The final Rabid Puppies slate—and, consequently, the final ballot—included only two of the above strips: Full Frontal Nerdity and Erin Dies Alone.

(18) DEEP SPACE PROBE. Will a “broken umbrella” speed space exploration?

…This sounds impressive until you remember that Voyager 1 was launched in 1977, is fitted with early ’70s scientific instruments, cameras and sensors and has been voyaging for almost 40 years.

Before mankind attempts to send another probe out towards interstellar space, engineers hope to figure out a way to get there a lot faster and, ideally, within their working lifetime.

There are several options on the table. Some favour solar sails – giant mirrored sheets pushed along by the force of photons from the Sun. Others – including Stephen Hawking – suggest flying these sails on tightly focused beams of photons generated by lasers fired from Earth or satellites in orbit.

Nasa engineer Bruce Wiegmann, however, is investigating the possibility of flying to the stars using a propulsion system that resembles a giant broken umbrella or wiry jellyfish. The concept is known as electric, or e-sail, propulsion and consists of a space probe positioned at the centre of a fan of metal wires….

(19) HORNBLOWERS. Did John Williams tell these kids to get off his lawn? Watch and find out.

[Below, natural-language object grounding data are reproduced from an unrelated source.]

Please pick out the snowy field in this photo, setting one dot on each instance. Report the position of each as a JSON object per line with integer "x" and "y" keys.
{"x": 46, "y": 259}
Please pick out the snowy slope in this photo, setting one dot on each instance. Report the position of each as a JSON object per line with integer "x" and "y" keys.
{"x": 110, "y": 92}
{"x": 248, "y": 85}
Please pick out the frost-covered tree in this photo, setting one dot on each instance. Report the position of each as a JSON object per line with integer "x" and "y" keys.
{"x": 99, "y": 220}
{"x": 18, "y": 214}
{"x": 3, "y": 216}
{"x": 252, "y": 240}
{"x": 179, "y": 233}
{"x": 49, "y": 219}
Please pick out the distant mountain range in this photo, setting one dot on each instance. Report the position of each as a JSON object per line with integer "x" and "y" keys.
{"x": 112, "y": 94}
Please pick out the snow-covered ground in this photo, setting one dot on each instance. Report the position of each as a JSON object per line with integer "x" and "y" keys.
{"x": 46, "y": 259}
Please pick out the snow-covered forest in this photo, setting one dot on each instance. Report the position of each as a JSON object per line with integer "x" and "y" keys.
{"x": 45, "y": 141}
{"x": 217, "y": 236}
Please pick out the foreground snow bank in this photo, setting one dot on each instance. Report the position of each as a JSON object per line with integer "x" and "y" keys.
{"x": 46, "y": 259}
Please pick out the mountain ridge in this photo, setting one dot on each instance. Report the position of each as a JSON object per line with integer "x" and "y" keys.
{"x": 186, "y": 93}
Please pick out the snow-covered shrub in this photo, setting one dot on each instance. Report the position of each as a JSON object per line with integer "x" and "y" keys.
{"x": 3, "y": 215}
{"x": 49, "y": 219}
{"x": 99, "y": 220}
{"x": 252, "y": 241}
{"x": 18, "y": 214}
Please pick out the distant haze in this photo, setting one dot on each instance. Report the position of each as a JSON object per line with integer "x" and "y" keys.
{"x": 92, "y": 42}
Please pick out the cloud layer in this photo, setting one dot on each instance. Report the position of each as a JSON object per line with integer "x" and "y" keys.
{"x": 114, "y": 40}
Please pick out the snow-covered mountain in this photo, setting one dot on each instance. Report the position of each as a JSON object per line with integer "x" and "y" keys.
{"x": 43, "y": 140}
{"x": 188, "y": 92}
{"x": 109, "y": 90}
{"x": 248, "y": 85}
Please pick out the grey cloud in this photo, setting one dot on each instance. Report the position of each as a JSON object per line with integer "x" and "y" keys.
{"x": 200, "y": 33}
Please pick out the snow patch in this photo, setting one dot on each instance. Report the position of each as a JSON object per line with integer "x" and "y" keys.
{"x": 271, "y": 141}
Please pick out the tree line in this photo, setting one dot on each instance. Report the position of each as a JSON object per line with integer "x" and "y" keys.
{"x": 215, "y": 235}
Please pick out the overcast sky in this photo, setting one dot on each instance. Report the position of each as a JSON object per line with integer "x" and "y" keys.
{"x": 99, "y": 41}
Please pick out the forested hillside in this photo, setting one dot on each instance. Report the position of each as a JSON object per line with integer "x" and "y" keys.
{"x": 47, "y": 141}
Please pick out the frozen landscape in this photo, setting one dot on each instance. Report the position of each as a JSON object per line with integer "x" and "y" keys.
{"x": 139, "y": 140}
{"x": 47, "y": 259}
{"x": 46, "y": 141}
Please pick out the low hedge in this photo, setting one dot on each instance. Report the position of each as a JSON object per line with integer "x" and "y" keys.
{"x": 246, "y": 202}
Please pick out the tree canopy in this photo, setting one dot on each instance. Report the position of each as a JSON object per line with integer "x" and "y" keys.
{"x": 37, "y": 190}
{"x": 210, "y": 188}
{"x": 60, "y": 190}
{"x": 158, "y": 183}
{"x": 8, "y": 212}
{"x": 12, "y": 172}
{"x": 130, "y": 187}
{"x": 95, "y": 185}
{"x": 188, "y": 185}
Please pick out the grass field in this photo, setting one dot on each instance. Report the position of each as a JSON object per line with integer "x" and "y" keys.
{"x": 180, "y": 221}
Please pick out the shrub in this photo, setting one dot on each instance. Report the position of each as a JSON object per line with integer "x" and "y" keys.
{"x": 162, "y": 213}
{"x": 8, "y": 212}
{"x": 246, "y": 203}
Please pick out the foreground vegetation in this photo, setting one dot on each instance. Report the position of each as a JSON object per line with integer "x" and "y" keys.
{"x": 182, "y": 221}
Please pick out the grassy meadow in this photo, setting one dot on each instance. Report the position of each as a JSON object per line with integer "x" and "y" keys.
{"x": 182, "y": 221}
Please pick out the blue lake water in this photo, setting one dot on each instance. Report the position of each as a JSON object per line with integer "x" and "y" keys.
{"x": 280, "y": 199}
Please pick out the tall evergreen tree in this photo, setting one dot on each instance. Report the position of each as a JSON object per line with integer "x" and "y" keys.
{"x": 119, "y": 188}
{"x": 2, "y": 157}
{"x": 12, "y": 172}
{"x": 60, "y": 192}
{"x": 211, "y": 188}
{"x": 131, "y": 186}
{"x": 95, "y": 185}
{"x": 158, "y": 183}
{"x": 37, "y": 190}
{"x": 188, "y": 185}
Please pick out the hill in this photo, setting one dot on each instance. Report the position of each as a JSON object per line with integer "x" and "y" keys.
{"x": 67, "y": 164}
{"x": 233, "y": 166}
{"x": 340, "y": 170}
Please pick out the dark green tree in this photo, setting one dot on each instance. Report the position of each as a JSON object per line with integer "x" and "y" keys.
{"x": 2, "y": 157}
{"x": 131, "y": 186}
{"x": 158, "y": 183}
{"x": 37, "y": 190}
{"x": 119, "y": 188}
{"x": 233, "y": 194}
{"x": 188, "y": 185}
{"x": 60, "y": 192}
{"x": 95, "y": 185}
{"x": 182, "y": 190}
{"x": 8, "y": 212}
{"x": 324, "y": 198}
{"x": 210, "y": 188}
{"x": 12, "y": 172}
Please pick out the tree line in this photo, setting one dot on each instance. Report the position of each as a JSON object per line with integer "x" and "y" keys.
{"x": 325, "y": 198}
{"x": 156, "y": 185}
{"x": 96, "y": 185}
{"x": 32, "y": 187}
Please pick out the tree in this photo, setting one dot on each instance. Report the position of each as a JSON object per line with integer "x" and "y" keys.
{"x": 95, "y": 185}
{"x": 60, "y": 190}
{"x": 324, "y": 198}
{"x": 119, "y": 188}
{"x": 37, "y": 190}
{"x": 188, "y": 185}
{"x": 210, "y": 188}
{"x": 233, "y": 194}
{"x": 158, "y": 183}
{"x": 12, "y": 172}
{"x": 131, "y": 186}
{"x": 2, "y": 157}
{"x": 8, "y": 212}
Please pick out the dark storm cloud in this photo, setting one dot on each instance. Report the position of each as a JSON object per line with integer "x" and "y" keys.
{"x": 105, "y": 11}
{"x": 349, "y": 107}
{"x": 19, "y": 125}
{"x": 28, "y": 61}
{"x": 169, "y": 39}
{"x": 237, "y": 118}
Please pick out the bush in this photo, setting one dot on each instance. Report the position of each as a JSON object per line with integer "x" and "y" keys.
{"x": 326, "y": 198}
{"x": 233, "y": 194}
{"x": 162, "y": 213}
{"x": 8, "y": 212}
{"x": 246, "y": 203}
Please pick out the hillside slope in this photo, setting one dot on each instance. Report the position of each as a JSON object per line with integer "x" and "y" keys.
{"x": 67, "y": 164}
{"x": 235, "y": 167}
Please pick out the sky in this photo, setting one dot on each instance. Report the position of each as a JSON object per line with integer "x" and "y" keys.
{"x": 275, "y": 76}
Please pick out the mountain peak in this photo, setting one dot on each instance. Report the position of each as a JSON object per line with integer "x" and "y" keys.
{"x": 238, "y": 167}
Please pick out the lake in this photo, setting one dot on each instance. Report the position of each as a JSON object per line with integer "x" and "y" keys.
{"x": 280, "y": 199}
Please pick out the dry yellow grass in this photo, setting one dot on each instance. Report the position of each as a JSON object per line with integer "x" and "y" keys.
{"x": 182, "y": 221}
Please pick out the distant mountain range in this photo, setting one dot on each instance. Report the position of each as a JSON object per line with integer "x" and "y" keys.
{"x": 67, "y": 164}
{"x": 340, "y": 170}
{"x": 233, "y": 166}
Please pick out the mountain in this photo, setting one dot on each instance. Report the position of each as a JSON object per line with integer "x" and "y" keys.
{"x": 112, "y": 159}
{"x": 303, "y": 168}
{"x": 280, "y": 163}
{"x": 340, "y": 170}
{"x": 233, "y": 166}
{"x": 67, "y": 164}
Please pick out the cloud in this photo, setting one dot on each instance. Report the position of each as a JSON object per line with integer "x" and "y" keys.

This is what happened when 2 guys with horns made a spontaneous decision to set up and play the Star Wars theme in front of John Williams’ house on 7/11/2016!

 

[Thanks to John King Tarpinian, Cat Rambo, Chip Hitchcock, Steven H Silver, and Xtifr for some of these stories. Title credit goes to File 770 contributing editor of the day Kendall.]

54 thoughts on “Pixel Scroll 7/18/16 Dead Sea Pixel Scrolls

  1. I’m applying also the Matt Foster principle, where if there is only one suitable nominee, I’m putting No Award first, because there is not a sufficient range of finalists to allow the category to be a real choice. I’m applying this principle in Best Short Story, Best Graphic Story, Best Fan Writer and Best Fan Artist, and giving my second preference in each case to a finalist who would likely get my first preference in a normal year. (I’m voting No Award in Best Professional Artist and Best Fancast because I don’t like any of the finalists, a different matter.)

  2. ::squee:: Editor of the Day, and I find out 9 days later ‘cuz I’m still! so! behind! Thanks, @Mike Glyer and ::blush:: for being continually behind.

    (1) EYEING EARTHSEA. One of my favorite artists and one of my all-time favorite series. Le Sigh. 🙂 It’s cool to read about the process and see some preliminary pix.